Debt relief is not an idea invented by college kids dressed up in endangered sea-turtle costumes. While the protests were proceeding in the streets last Sunday, the IMF's 24-nation governing committee, "urged member countries and government-funded banks to speed up a program to forgive up to $28 billion in debt owed by desperately poor nations." (The Washington Post, 4/17/00) Contrary to conventional wisdom, this program does not mean the IMF and World Bank would simply tear up the IOUs from the poor nations, or Heavily Indebted Poor Countries (HIPCs) as they are often referred to. The IMF and World Bank would forgive the debt in small pieces. Over the course of several years, there would be an on-going analysis of what level of debt the countries could realistically repay, while the countries continued to pursue a program of monitored, economic reforms.

Keep in mind that by agreeing to forgive the 28 billion dollars, the member countries of the IMF and the World Bank have not suddenly decided to emulate Mother Teresa. The lending institutions have agreed to this program because it makes good business sense. If we demand that HIPCs repay all of their debt, there is a good chance that their governments will collapse completely and we will never see any of the money repaid. A step by step program of debt relief is the best way for the lending institutions to get at least some of their money back.

The question isn't really whether we should implement the debt forgiveness process -- but rather, what sort of conditionality we should put on continued debt relief or future loans. Some protestors last weekend were demanding unconditional and immediate forgiveness of all foreign debts. However, if they truly cared about the people living in the indebted countries, they would reconsider their demands. Obviously all of the HIPCs will be required to reform their economic and banking systems in order to receive continued debt relief. But in addition to having weak economies, many of these countries are guilty of widespread use of child labor, environmental destruction and well-documented human rights violations. Foremost, continued debt relief should be contingent on verification by independent organizations that a country has taken significant steps to ensure greater environmental protections (or sustainable development), that they no longer employ child labor and that their citizens have freedom of speech. These basic conditions are essential for providing at least minimal quality-of-life standards for the billions of people currently living in HIPCs.

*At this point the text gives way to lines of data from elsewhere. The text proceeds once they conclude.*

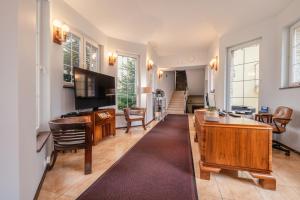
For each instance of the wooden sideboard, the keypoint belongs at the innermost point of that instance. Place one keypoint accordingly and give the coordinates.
(235, 144)
(104, 124)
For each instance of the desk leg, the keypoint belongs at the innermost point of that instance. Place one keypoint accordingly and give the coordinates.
(266, 181)
(205, 171)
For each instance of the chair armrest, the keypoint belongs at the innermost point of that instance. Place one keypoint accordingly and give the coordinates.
(281, 120)
(261, 116)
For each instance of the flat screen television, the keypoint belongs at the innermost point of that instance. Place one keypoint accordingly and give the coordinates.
(93, 90)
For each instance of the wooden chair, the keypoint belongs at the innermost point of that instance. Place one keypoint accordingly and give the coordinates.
(72, 133)
(278, 121)
(134, 114)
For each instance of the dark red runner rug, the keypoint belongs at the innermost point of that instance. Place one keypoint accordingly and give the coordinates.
(158, 167)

It is in the long-term interests of the industrialized, lending countries to promote stability and prosperity around the world. This is the only way to cultivate new markets in a global economy. Furthermore, these markets will be much stronger if they are based on sustainable development systems and if the next generation of workers is well-educated (as opposed to being forced to go to work during their childhood.) Most importantly, in an age when the value of information is increasing at a geometric rate, there must be freedom of speech if businesses want to encourage foreign trust and investment. It is possible to rid the world of poverty, but only if there is compromise and dialogue rather than a battle between corporate and individual rights. The best way to start that dialogue is through a well-enforced program of debt relief.